Implementation of an ETL pipeline that collects Reddit posts, applies a sentiment analysis, and publishes selected posts on Slack in real time, passing two steps of database storage (MongoDB and PostgreSQL)
In this project, I built an ETL pipeline with multiple steps:
- Collect posts from Reddit: A script gets Reddits from the Reddit API and inserts them to a MongoDB. (see directory
reddit_collector
) - Transform Reddit posts: An ETL job extracts data from MongoDB, transforms it including Sentiment Analysis, and loads it into a PostgreSQL database. (see directory
etl_job
) - Publish selected posts in Slack: In the last step, data on the posts including results of the Sentiment Analysis are loaded and sent as Slack messages. (see directory
slack_bot
)
The whole pipeline runs using Docker and Docker Compose. To run it you need to:
- Have Docker and Docker Compose installed
- Have a Reddit account and create a "secret" for the API.

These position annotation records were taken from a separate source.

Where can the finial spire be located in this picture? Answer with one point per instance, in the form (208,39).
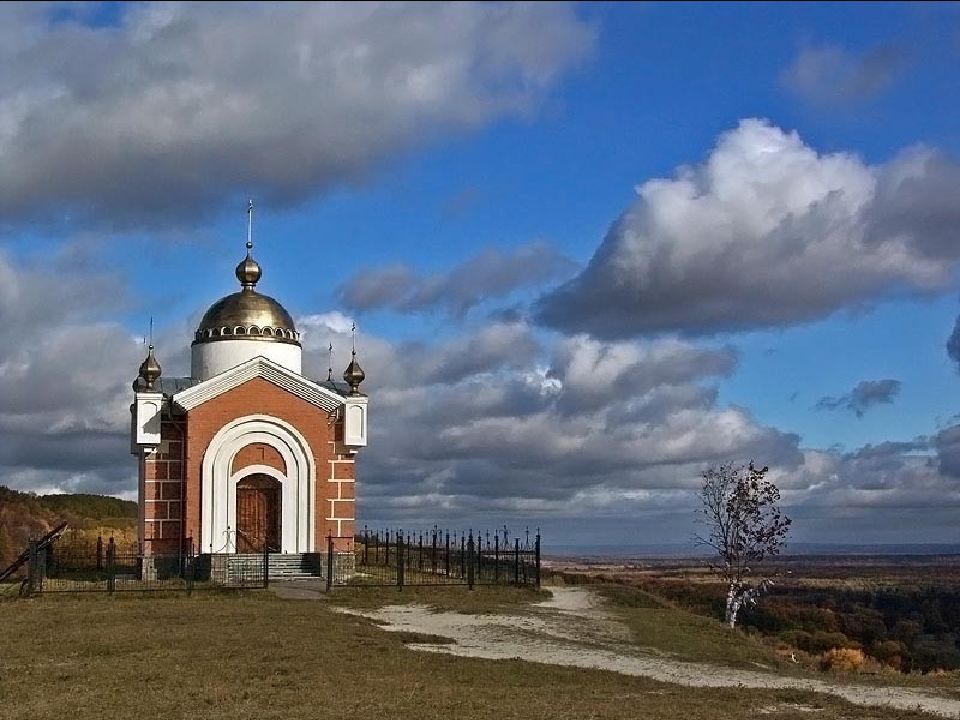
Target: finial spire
(248,271)
(354,374)
(249,226)
(150,369)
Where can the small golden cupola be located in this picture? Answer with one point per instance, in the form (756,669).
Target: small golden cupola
(150,371)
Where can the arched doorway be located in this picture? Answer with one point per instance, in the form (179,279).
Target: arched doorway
(258,514)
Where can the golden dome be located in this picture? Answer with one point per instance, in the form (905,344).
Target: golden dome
(247,315)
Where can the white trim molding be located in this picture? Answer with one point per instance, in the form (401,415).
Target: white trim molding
(218,515)
(258,367)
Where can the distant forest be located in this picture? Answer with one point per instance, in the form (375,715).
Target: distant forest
(25,515)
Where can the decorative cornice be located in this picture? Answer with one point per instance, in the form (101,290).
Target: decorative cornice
(258,367)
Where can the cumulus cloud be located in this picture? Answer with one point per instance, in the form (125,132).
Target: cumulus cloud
(767,232)
(493,273)
(864,396)
(833,75)
(175,107)
(64,389)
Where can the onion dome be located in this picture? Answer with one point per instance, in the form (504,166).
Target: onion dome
(247,315)
(150,372)
(354,375)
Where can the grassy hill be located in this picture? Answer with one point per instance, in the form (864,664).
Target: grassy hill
(25,515)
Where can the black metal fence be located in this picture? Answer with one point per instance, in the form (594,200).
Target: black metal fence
(435,557)
(383,558)
(52,569)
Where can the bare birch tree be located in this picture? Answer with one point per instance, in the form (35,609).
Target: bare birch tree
(741,510)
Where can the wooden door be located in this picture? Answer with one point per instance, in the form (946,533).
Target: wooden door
(258,514)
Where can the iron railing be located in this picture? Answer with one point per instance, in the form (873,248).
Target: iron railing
(53,569)
(435,557)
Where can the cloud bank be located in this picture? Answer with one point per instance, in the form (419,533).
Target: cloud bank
(490,275)
(867,394)
(159,117)
(767,232)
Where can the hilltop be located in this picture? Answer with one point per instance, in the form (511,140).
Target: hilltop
(25,515)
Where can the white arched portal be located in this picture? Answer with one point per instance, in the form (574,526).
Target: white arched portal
(218,518)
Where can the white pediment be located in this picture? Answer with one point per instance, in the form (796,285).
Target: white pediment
(258,367)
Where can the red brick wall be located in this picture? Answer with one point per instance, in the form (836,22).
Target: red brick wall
(163,490)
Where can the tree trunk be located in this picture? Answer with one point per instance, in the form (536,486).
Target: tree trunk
(734,602)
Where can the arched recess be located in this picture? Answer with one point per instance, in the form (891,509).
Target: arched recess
(218,492)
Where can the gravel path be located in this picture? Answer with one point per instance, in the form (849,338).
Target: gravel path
(559,628)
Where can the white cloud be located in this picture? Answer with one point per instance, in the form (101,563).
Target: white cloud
(767,232)
(179,106)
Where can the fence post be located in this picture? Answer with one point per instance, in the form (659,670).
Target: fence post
(111,566)
(537,557)
(266,565)
(189,570)
(470,566)
(516,563)
(399,561)
(330,561)
(32,569)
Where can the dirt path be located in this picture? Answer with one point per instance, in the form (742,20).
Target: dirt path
(566,629)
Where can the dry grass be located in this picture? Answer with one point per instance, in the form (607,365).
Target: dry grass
(254,656)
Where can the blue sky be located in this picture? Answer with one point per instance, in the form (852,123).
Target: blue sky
(534,129)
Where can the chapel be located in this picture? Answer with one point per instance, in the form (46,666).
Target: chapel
(247,454)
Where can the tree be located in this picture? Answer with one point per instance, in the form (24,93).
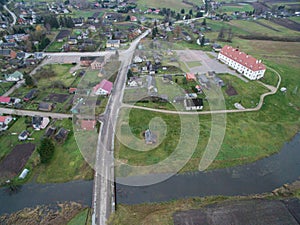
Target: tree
(46,150)
(202,41)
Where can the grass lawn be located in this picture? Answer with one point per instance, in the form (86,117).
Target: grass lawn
(45,89)
(241,7)
(55,46)
(172,4)
(295,18)
(162,213)
(192,64)
(81,218)
(248,93)
(9,138)
(276,122)
(67,163)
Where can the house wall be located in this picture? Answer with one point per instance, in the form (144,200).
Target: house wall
(100,91)
(250,74)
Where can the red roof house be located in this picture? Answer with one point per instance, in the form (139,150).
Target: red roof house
(243,63)
(190,76)
(103,88)
(4,99)
(88,124)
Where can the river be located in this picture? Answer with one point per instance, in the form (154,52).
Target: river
(262,176)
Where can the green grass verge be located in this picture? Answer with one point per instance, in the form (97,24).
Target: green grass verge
(67,163)
(81,218)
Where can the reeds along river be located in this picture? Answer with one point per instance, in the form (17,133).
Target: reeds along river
(262,176)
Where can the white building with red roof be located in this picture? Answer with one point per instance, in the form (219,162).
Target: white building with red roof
(103,88)
(245,64)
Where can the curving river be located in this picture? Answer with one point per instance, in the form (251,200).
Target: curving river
(262,176)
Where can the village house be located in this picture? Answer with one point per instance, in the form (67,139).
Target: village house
(135,81)
(30,95)
(15,76)
(190,77)
(103,88)
(61,135)
(98,63)
(88,124)
(23,135)
(150,138)
(45,106)
(4,121)
(193,104)
(39,122)
(87,60)
(8,53)
(113,44)
(245,64)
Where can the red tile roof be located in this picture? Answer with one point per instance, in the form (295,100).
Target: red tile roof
(4,99)
(105,85)
(88,124)
(190,76)
(242,58)
(2,119)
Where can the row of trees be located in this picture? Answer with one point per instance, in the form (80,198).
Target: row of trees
(51,21)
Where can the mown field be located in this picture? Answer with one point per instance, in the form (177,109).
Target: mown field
(172,4)
(276,122)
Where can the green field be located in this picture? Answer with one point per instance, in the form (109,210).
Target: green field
(81,218)
(172,4)
(162,213)
(67,163)
(47,86)
(240,7)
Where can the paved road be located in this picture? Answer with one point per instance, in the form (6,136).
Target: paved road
(20,112)
(272,89)
(12,15)
(103,196)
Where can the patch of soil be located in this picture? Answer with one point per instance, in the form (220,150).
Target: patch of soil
(287,23)
(57,98)
(42,215)
(230,91)
(14,162)
(275,212)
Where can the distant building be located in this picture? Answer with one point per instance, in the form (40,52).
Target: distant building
(190,77)
(113,44)
(150,138)
(103,88)
(23,135)
(98,63)
(193,104)
(45,106)
(61,135)
(15,76)
(245,64)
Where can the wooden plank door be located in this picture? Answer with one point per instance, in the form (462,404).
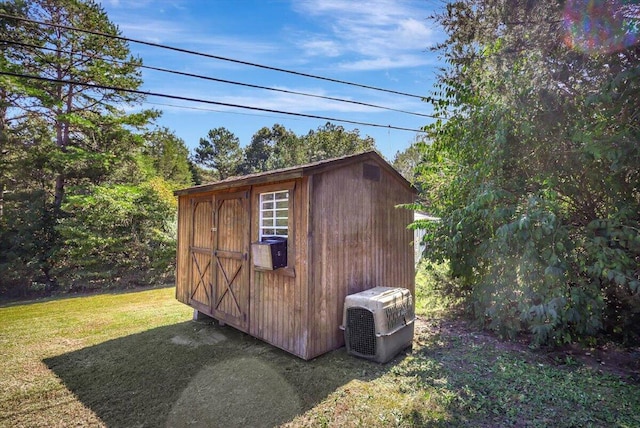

- Create a Slackbot Webhook URL to be able to send Slack messages.
- Define the following configuration in a file called
.env
in the same directory asdocker-compose.yml
:
# Credentials to be used when PostgreSQL database is created
POSTGRES_USER=""
POSTGRES_PASSWORD=""
POSTGRES_DB=""
POSTGRES_TABLE=""
# Webhook URL to send Slack messages
SLACK_WEBHOOK_URL=""
# Reddit credentials
REDDIT_CLIENT_ID=""
REDDIT_SECRET=""
REDDIT_USER=""
REDDIT_PWD=""
Then you clone the repository, build the Docker images using Docker Compose, and run it:
git clone https://github.com/yotkadata/reddit_etl.git
cd reddit_etl/
docker-compose build
docker-compose up -d
Skip the -d
parameter in docker-compose run
to se output in terminal and not run it in the background.
To see the content of the MongoDB or the PostgreSQL database, you can attach to one of the running containers. First, get the name of the process by showing all running containers:
docker-compose ps
Then you can access the MongoDB shell this way and, for example, show some content in the database:
docker exec -it <CONTAINER_NAME> mongosh
# In Mongo shell, show databases
show dbs
# Select a database to use (in this case: reddit_posts)
use reddit_posts
# Show existing tables (collections)
show collections
# Count number of documents in collection (in this case: posts)
db.posts.countDocuments()
# Show content of collection "posts
db.posts.find().pretty()
Similarly, you can access the PostgreSQL database and inspect its content in the psql shell:
docker exec -it <CONTAINER_NAME> psql -p 5432 -U postgres
# Show databases
\l
# Connect to database called "reddit"
\c reddit
# Show tables
\dt
# Show some columns of saved posts
SELECT id, date, sub_id, subreddit, author_id, author, LEFT(title, 50), upvote_ratio, num_comments, sentiment, slacked FROM posts LIMIT 10;
To stop and remove running containers, run
docker-compose down
# Show images
docker image
# Remove image by name
docker image rm <IMAGE_NAME>